12-08-2011, 11:15 AM	#2
hawhill Wizard Posts: 1,379 Karma: 2155307 Join Date: Nov 2010 Location: Goettingen, Germany Device: Kindle Paperwhite, Kobo Mini	Holy crap, you got me sitting here in a mix of admiration and disbelief. This is awesome in more than one way: The engineering thought of going this route, the guts to do so and at last the "hackery" level :-) Well, I think you would agree if I add as a postscriptum: There just _has_ to be a simpler way :-) Thanks for mentioning the PDF reader. There'll be updates soon, the sources already have a file choser and I'll fix a few other things and do another release then.

12-08-2011, 07:12 PM	#3
PoP curly᷂͓̫̙᷊̥̮̾ͯͤͭͬͦͨ ʎʌɹnɔ Posts: 3,002 Karma: 50506927 Join Date: Dec 2010 Location: ♁ ᴺ₄₅°₃₀' ᵂ₇₃°₃₇' ±₆₀" Device: K3₃.₄.₃ PW3&4₅.₁₃.₃	Brilliant. Awesome.

12-08-2011, 08:12 PM	#4
h1uke Zealot Posts: 121 Karma: 82565 Join Date: Aug 2010 Location: Maryland, USA Device: dxg, k3w,k4nt,kpw	vdp, do you think that a small part of Tesseract can be used to quickly analyze page structure and return a set of word/line bounding boxes?

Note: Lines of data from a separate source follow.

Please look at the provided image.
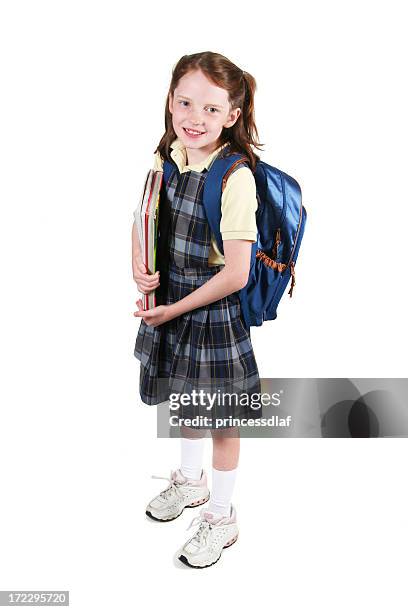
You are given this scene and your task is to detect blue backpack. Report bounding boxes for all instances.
[163,148,307,328]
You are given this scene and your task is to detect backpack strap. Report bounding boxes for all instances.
[203,154,249,255]
[163,159,178,185]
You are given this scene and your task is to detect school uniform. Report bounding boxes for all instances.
[134,139,260,428]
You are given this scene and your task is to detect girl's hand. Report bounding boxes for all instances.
[133,300,172,327]
[133,260,160,294]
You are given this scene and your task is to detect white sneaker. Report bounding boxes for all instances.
[146,470,210,521]
[177,505,238,568]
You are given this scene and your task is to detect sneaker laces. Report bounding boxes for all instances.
[187,508,212,547]
[187,508,229,547]
[152,472,183,499]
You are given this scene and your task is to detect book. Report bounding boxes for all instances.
[134,170,163,310]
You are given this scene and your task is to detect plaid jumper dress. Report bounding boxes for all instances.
[134,149,261,426]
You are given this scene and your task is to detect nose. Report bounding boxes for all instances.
[190,110,203,125]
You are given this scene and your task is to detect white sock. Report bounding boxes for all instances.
[208,467,238,517]
[180,437,206,480]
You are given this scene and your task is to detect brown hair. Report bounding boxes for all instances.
[154,51,263,172]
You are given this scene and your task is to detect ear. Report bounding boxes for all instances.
[224,108,241,127]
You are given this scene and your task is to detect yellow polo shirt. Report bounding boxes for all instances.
[153,138,258,265]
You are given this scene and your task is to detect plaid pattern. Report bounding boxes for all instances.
[134,152,261,426]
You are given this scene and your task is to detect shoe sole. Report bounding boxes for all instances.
[146,496,210,523]
[179,534,238,569]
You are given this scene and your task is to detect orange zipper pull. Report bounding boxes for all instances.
[272,227,281,259]
[288,261,296,297]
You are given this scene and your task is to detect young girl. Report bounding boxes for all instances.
[132,52,260,568]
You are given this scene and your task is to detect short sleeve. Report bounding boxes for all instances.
[220,166,258,242]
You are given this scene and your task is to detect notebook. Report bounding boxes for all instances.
[134,170,163,310]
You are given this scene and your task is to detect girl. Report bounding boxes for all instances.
[132,52,260,568]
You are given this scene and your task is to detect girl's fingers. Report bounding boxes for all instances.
[136,276,160,287]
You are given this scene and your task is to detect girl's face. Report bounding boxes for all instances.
[169,70,241,155]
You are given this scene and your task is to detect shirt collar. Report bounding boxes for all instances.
[170,138,229,172]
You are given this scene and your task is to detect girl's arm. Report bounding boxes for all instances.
[133,239,252,326]
[168,240,252,319]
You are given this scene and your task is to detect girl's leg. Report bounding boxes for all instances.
[208,428,240,516]
[180,426,205,480]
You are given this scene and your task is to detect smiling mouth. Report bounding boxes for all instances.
[183,128,205,136]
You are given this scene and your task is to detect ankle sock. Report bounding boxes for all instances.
[180,438,206,480]
[208,468,238,517]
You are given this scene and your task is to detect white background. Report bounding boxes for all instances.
[0,0,408,612]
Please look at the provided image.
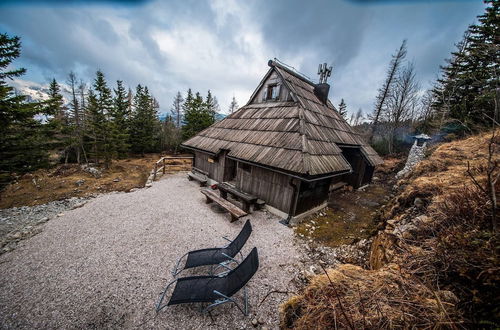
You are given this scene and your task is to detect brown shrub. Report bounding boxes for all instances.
[281,264,457,329]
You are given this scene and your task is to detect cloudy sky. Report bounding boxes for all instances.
[0,0,484,116]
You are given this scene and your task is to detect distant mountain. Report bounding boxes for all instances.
[158,112,227,121]
[10,79,70,104]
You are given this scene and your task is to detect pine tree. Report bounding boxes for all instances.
[182,89,215,140]
[229,95,238,113]
[130,85,159,155]
[433,0,500,131]
[339,99,347,120]
[171,92,184,127]
[111,80,130,157]
[65,72,88,164]
[43,79,71,162]
[368,40,406,143]
[87,71,116,168]
[0,34,49,184]
[45,79,66,121]
[205,90,220,123]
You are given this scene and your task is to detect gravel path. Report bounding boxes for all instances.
[0,173,304,329]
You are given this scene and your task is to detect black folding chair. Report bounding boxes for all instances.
[172,220,252,277]
[156,248,259,316]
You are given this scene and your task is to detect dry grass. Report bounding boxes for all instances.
[384,133,494,219]
[0,154,191,208]
[282,133,500,329]
[281,264,454,329]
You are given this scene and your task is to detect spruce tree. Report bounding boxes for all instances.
[205,90,220,123]
[433,0,500,131]
[43,79,68,162]
[111,80,130,157]
[0,34,49,185]
[130,85,160,155]
[182,89,215,140]
[171,92,184,127]
[86,71,116,168]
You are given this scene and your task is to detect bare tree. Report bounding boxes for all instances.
[383,63,420,153]
[368,39,406,143]
[170,92,184,127]
[66,71,81,164]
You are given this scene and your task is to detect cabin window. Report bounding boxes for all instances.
[238,163,252,173]
[264,84,280,101]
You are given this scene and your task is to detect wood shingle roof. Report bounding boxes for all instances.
[182,61,382,176]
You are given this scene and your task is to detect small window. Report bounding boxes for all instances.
[264,84,280,101]
[238,163,252,173]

This could seriously simplify emulation of a pointing device in GUI programs ported to Kindle.

12-10-2011, 04:48 AM	#6
vdp Enthusiast Posts: 45 Karma: 10842 Join Date: Aug 2010 Device: Kindle DXG	Added a new section about a potential usage pattern(as if the OP wasn't long enough ).